Cette guerre hautement meurtrière reproduit de manière tragique des peurs archaïques, des pratiques monstrueuses du pouvoir absolu et une esquive des réalités géopolitiques hasardeuses qui pointent plutôt dans la direction de la Chine et des républiques islamiques d’Asie centrale que dans celle de l’Europe et de la géopolitique transatlantique. La dictature absolutiste et mafieuse de Poutine s’arrange mieux avec les despotes asiatiques, qui veulent tronçonner le reste de l’héritage impérial russe, qu’avec les démocraties occidentales et le règne de l’État de droit qui remettent en cause la légitimité d’un État meurtrier et mettent à nu le caractère fallacieux de ses élucubrations stratégiques.
Les engagements atlantistes de Giorgia Meloni et de Jordan Bardella ont vite dissipé les équivoques au sujet de la position des droites souverainistes à l’égard de Poutine et des conflits en Ukraine et au Moyen-Orient. La nouvelle droite souverainiste s’est démarquée des nébuleuses idéologiques et des anachronismes des droites extrêmes que Poutine et ses suppôts instrumentalisent en vue de saborder l’Union européenne. La réconciliation des droites souverainistes avec l’héritage libéral et démocratique de l’Europe et le renouement qui s’articule à partir du legs culturel et civilisationnel avec la république créent la plateforme préjudicielle à un nouveau départ politique qui transcende les enfermements et les apories du passé.
Jordan Bardella et Georgia Meloni ont amorcé un virage et ouvert la voie à des mutations du paysage politique qui pourraient avoir des répercussions dans l’ensemble des démocraties occidentales.
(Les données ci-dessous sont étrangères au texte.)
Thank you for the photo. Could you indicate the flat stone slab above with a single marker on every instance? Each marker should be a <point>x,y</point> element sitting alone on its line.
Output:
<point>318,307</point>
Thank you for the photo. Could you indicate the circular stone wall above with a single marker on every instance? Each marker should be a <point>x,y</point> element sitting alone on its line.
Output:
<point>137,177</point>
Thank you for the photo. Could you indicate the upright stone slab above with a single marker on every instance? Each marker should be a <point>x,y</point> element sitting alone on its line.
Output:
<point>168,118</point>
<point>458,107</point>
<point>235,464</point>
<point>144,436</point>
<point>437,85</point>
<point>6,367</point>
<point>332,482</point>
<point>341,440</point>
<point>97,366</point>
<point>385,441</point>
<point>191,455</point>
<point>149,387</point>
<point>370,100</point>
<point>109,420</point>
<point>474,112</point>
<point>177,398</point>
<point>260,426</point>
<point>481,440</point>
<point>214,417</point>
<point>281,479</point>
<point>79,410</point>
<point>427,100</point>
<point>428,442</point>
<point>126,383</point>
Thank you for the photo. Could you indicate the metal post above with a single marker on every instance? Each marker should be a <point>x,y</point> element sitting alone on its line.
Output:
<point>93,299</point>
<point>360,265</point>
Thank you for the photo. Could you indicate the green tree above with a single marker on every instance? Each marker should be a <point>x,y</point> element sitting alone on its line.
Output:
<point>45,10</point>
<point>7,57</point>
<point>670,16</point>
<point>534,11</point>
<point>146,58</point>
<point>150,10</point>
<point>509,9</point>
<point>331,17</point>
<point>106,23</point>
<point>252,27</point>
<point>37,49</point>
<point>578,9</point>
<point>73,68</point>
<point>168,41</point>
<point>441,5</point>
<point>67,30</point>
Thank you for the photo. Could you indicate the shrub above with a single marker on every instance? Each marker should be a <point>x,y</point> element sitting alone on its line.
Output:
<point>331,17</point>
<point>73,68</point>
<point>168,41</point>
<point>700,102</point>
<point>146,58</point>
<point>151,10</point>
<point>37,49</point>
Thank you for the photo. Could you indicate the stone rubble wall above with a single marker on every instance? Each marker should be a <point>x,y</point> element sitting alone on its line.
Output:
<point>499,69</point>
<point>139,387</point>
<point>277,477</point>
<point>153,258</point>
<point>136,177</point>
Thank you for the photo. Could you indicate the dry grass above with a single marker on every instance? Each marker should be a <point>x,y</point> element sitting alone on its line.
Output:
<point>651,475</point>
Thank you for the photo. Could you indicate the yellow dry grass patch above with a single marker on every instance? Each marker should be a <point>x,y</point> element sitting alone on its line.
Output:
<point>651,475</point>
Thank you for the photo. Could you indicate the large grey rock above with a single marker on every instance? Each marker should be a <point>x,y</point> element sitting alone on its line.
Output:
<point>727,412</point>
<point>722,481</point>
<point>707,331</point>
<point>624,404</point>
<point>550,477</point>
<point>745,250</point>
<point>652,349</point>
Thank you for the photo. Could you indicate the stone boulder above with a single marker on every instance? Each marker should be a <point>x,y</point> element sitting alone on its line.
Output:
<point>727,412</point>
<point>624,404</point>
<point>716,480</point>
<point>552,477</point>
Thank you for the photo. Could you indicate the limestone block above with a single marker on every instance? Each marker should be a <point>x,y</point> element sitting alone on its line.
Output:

Désormais, l’affrontement avec les guerres de subversion totalitaire en Ukraine et au Moyen-Orient bénéficie d’un consensus idéologique et d’une dynamique politique cohérente et résolue. Autrement, les transformations en cours du champ politique occidental vont inévitablement influencer les dynamiques politiques dans les diverses contrées géopolitiques et entraîner des alliances qui rendent caduques les glacis cryptocommunistes et leurs rééditions contemporaines.
Les stratégies d’endiguement et de défaite à l’endroit de la Russie et de l’Iran sont les préludes à toutes solutions négociées. Il est impossible d’aborder les scénarios de paix en l’absence d’un rétablissement des rapports de force, sinon les guerres vont poursuivre leur cours. Le «containment» de Poutine en Ukraine, la défaite du Hamas à Gaza, la mise au pas ou la défaite du Hezbollah au Liban sont les préliminaires d’une paix juste en Ukraine et d’une solution négociée entre israéliens et palestiniens. La mouvance néo-totalitaire pilotée par le tandem russo-chinois et ses épigones iraniens et leurs antennes terroristes poursuivront leurs politiques de déstabilisation tant que les rapports de force et leurs vecteurs de déploiement seront en mesure d’opérer et de poser des trajectoires. La terreur du blitzkrieg russe, les pogroms contre les civils israéliens du 7 octobre 2023 et la dynamique guerrière qu’ils ont déclenchée, et les délires de la terreur débridée du Hezbollah doivent prendre fin pour donner leur chance à la paix et aux politiques de stabilisation.